Impact of steroid and lidocaine injection in the sacroiliac joint in axial spondyloarthritis patients: a randomized controlled trial

Abstract

Background: The value of steroid and lidocaine injection of the sacroiliac joint in axial spondyloarthritis patients on magnetic resonance imaging scores and clinical disease outcome measures is not yet well assessed. Patient and methods: Participants were randomly assigned into two groups; Group I received unilateral ultrasound-guided sacroiliac joint injection with .5% lidocaine hydrochloride mixed with triamcinolone. At the same time, group II received subcutaneous saline injection. All participants fulfilled the ASAS criteria for axial SpA and all had bone marrow edema of at least one sacroiliac joint at baseline.
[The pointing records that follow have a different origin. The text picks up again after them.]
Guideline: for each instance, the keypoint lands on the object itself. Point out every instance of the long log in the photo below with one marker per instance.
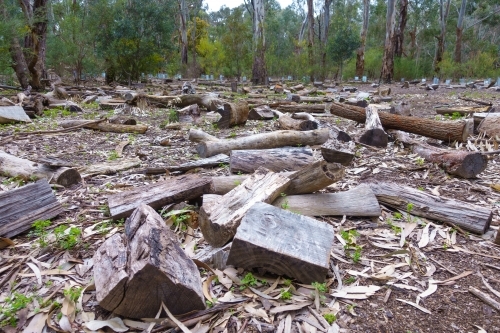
(469, 217)
(274, 139)
(441, 130)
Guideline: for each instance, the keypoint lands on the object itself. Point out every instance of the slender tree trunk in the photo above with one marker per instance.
(360, 53)
(460, 27)
(388, 59)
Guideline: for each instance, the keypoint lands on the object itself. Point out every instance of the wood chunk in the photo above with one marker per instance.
(277, 159)
(463, 214)
(135, 273)
(21, 207)
(158, 195)
(284, 243)
(360, 201)
(220, 226)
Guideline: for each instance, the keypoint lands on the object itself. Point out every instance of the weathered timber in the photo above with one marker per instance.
(274, 139)
(274, 240)
(446, 131)
(13, 114)
(233, 114)
(158, 195)
(220, 224)
(360, 201)
(21, 207)
(134, 273)
(18, 167)
(463, 214)
(277, 159)
(106, 127)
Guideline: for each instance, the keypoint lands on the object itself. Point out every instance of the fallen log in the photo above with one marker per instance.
(441, 130)
(463, 214)
(272, 239)
(21, 207)
(14, 166)
(274, 139)
(277, 159)
(135, 273)
(105, 127)
(158, 195)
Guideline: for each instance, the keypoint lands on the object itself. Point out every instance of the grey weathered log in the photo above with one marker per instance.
(134, 273)
(360, 201)
(463, 214)
(281, 242)
(277, 159)
(220, 222)
(157, 195)
(20, 207)
(274, 139)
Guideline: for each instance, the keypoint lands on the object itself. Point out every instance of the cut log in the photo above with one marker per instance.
(274, 139)
(21, 207)
(158, 195)
(106, 127)
(18, 167)
(135, 273)
(220, 225)
(374, 134)
(278, 159)
(13, 114)
(233, 114)
(360, 201)
(274, 240)
(446, 131)
(463, 214)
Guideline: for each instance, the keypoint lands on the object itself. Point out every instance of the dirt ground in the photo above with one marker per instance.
(450, 253)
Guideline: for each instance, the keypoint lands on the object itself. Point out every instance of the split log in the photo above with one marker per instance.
(278, 159)
(233, 114)
(18, 167)
(360, 201)
(158, 195)
(135, 273)
(274, 240)
(21, 207)
(106, 127)
(374, 134)
(446, 131)
(463, 214)
(219, 226)
(274, 139)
Outcomes measures were: Visual Analogue Scale (VAS), Ankylosing Spondylitis Disease Activity Score (ASDAS), Bath Ankylosing Spondylitis Functional Index (BASFI), and Spondyloarthritis Research Consortium of Canada (SPARCC) scores. Participants were assessed at baseline (before and after sacroiliac joint injection) and after three months. This clinical trial was registered on clinicaltrials.gov under the number NCT04895228. Results: In this study, a total of 61 participants were registered. There was a significant difference between both groups regarding pain, spine mobility, SPARCC, and ASDAS scores in favor of group I. Spine mobility showed the earliest improvement, followed by pain whilst SPARCC, and ASDAS scores showed improvement after three months. Higher disease activity, younger age, and shorter disease duration were all associated with better outcomes. Bilateral hip involvement was a predictor of poor response. Conclusion: Sacroiliac joint injection of lidocaine and triamcinolone in axial SpA patients is a cost-effective and practical technique for controlling pain, improving function, disease activity scores, and bone marrow edema with acceptable complications and relatively sustained effect.